Peter L. Salgo, MD: I want to bring it back full circle then, which goes to what I was saying. You can be colonized with pseudomonas, but in order to get an invasive infection with pseudomonas, don’t you need to be sicker? Don’t you need to be one of those patients who’s already, in some way, really ill? Or can you just get pseudomonas out of the blue?
Marin Hristos Kollef, MD: Generally, healthy patients in the community don’t develop pseudomonal infection for the most part. There may be a few exceptions to that rule, but to develop a true pseudomonal infection, it really requires certain host factors. I think that’s what we’ve been commenting on.
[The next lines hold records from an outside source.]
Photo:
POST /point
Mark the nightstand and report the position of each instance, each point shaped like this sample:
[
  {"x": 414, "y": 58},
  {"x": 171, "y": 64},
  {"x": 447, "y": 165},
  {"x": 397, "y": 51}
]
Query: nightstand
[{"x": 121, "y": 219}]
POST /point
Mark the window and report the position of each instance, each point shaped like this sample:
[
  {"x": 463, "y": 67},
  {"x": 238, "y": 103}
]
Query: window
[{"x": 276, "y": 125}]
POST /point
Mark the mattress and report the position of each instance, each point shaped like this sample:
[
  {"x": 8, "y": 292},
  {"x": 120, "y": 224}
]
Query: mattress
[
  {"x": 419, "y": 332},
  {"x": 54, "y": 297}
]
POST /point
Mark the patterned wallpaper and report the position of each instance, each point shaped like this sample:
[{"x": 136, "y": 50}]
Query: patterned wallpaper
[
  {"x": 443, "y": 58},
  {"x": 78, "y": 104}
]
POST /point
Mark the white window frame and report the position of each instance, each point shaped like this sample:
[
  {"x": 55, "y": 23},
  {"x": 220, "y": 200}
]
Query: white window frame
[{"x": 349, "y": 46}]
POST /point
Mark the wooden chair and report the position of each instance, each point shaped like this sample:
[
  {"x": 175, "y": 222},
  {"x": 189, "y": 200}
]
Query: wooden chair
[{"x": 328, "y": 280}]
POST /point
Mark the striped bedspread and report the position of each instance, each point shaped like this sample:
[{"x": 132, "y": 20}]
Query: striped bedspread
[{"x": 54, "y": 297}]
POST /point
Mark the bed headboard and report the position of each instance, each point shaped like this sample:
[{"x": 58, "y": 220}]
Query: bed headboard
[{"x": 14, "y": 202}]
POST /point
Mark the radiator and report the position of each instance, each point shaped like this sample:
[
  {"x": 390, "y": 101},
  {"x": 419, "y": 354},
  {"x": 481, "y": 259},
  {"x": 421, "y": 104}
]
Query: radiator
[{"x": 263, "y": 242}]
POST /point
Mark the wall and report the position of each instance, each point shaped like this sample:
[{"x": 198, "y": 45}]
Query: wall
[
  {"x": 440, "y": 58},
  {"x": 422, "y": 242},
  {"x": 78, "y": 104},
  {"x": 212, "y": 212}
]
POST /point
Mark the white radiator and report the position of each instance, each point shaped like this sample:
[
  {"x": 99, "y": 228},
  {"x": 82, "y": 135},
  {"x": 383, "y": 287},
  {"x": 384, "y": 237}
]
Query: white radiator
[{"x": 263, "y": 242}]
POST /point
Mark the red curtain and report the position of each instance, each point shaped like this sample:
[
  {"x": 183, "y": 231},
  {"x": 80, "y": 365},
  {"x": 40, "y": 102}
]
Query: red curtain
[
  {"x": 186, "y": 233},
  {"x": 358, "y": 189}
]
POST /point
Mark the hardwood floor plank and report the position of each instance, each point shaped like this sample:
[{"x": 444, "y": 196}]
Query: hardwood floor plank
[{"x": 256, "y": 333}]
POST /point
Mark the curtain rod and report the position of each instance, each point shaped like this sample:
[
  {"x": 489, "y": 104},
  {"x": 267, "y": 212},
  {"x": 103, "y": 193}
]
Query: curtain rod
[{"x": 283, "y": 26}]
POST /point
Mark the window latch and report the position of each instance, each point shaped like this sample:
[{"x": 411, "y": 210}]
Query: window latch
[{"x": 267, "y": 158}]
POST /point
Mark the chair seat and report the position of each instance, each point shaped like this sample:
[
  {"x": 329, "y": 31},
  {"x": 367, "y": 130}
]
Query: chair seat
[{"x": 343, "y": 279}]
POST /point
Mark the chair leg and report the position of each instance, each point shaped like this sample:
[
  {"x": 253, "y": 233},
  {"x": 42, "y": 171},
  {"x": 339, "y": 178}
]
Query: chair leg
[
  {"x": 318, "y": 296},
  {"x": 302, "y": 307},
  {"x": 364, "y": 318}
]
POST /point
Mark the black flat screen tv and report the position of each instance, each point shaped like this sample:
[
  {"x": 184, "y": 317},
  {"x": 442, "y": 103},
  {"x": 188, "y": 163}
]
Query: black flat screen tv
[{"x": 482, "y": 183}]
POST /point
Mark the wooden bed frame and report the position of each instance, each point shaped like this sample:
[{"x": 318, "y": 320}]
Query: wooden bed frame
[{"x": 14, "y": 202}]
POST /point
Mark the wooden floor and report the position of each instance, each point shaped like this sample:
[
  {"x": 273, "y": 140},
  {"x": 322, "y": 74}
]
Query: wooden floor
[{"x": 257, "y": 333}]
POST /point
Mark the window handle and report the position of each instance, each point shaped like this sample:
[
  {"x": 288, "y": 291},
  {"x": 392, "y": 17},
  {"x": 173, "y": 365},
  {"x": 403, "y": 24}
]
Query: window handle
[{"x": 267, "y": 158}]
Peter L. Salgo, MD: Right.
Marin Hristos Kollef, MD: In addition to the host factors, I think it is important to recognize that it’s a very virulent organism, and I think the audience really needs to be clear on that particular point. Because it’s a virulent organism and it has certain virulent mechanisms in place, antibiotic therapy does become important. We don’t have mechanisms for treating the virulence of the pathogen, so we have to really err on the side of treating it with an appropriate antibiotic regimen.
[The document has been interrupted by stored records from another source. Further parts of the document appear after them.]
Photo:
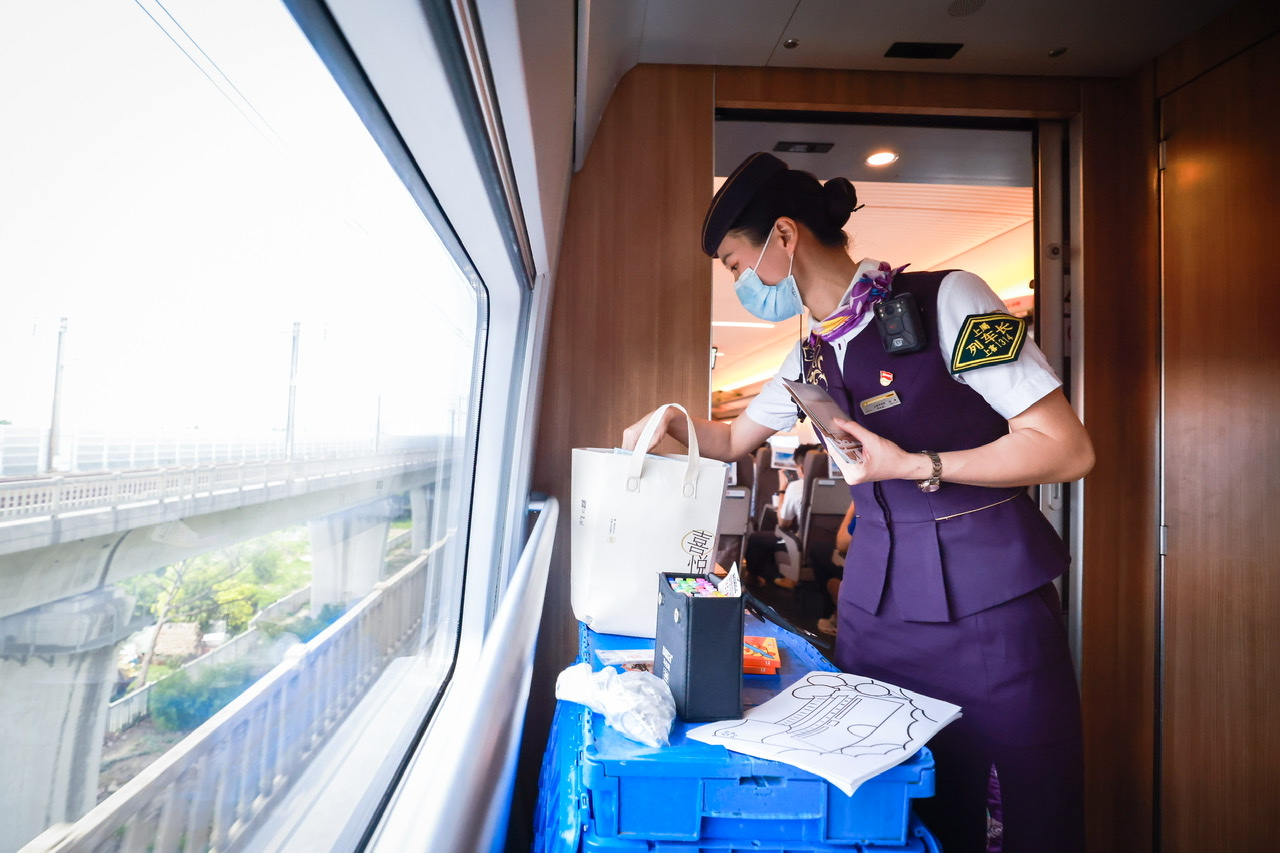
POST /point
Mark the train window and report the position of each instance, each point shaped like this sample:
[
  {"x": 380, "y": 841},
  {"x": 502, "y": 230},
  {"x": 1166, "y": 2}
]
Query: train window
[{"x": 237, "y": 430}]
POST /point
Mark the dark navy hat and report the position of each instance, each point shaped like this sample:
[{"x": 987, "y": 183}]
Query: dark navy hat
[{"x": 736, "y": 192}]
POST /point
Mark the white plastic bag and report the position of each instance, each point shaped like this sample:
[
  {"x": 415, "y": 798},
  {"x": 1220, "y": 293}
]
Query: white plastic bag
[
  {"x": 638, "y": 705},
  {"x": 634, "y": 515}
]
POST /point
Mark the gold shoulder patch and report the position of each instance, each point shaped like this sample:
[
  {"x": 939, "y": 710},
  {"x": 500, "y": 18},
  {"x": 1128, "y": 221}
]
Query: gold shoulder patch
[{"x": 986, "y": 340}]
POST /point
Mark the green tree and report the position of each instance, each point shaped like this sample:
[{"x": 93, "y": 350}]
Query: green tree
[{"x": 228, "y": 584}]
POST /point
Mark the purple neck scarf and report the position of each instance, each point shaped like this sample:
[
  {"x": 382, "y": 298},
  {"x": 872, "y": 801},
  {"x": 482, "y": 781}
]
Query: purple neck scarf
[{"x": 869, "y": 290}]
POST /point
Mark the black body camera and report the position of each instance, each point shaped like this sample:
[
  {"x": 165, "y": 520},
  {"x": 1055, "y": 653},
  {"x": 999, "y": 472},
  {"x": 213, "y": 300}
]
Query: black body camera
[{"x": 900, "y": 325}]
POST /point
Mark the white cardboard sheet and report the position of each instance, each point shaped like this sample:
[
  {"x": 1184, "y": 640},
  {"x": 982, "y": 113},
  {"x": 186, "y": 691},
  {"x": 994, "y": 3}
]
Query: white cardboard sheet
[{"x": 840, "y": 726}]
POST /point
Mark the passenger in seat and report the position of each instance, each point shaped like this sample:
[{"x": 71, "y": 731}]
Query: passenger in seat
[
  {"x": 764, "y": 546},
  {"x": 828, "y": 566},
  {"x": 947, "y": 591}
]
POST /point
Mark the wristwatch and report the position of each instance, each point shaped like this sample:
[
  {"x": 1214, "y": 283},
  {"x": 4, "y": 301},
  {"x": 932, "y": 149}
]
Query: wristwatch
[{"x": 936, "y": 477}]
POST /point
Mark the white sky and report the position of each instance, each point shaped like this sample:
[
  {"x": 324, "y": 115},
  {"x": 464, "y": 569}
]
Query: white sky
[{"x": 182, "y": 237}]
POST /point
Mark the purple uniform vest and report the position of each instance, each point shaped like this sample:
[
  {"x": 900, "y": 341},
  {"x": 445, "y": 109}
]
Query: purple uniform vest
[{"x": 961, "y": 548}]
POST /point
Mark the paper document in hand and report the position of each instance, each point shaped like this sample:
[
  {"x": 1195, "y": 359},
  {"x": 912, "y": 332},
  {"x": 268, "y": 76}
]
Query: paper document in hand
[{"x": 842, "y": 728}]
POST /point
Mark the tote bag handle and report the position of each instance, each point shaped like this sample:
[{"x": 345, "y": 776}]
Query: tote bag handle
[{"x": 638, "y": 456}]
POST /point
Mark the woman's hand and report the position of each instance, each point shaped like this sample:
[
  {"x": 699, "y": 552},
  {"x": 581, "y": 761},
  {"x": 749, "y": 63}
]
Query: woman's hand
[
  {"x": 882, "y": 459},
  {"x": 631, "y": 434}
]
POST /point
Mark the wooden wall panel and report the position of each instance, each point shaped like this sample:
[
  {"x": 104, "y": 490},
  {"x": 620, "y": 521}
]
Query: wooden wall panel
[
  {"x": 1221, "y": 684},
  {"x": 1119, "y": 287},
  {"x": 630, "y": 325},
  {"x": 1243, "y": 26},
  {"x": 801, "y": 89}
]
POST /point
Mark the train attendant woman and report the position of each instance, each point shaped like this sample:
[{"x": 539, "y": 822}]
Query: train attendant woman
[{"x": 947, "y": 589}]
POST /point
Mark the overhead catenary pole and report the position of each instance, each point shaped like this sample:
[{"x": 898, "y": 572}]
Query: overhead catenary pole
[
  {"x": 54, "y": 427},
  {"x": 293, "y": 393}
]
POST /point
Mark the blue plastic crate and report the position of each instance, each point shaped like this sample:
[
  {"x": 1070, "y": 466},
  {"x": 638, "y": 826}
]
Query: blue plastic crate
[
  {"x": 705, "y": 796},
  {"x": 920, "y": 842}
]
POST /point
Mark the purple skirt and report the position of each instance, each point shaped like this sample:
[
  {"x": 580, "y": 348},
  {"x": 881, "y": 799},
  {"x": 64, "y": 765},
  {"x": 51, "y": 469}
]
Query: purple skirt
[{"x": 1009, "y": 667}]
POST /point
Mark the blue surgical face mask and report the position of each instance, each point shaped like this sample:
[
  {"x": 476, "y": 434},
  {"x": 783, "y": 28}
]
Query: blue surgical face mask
[{"x": 772, "y": 302}]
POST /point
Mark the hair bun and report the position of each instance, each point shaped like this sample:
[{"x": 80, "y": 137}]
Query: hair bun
[{"x": 841, "y": 200}]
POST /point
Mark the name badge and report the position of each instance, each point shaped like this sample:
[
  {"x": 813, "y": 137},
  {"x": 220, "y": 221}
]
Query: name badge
[{"x": 873, "y": 405}]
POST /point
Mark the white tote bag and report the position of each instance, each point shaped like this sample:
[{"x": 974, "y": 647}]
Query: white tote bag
[{"x": 634, "y": 515}]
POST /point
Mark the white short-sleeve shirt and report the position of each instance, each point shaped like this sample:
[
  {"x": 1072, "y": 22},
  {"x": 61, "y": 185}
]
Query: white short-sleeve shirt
[{"x": 1010, "y": 388}]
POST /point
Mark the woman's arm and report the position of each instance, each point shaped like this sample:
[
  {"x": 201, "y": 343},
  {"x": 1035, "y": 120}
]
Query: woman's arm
[
  {"x": 1046, "y": 443},
  {"x": 725, "y": 442},
  {"x": 842, "y": 536}
]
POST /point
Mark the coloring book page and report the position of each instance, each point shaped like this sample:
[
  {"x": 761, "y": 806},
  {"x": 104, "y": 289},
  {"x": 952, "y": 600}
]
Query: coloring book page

Peter L. Salgo, MD: Death to bugs; death to pseudomonas.
Marin Hristos Kollef, MD: Death to pseudomonas, but focusing on the antimicrobial aspect of it, since we have limited options for tackling the virulence factors.
Peter L. Salgo, MD: Right.
Andrew Shorr, MD: More importantly, focusing on prevention. There are things that we can do to prevent severe infection in our critically ill patients, whether it’s early ambulation, early liberation from the ventilator, less sedation, or chlorhexidine bathing. One place where we take infection prevention very seriously in the hospital is actually the ICU, where we have bundles of protocols that are evidence based and have been shown in randomized trials to effectively prevent some severe infections. And so, if you’re going to work in an environment where you know it’s enriched for the risk and bad outcomes associated with the bug you’re describing, then it’s incumbent upon all of us to actually start this conversation at, what are we doing for prevention?

Peter L. Salgo, MD: You want to back off. Before we even talk about antibiotics, if we could prevent people from becoming infected—or if they’re colonized, we could prevent it from becoming invasive—that’s the ideal.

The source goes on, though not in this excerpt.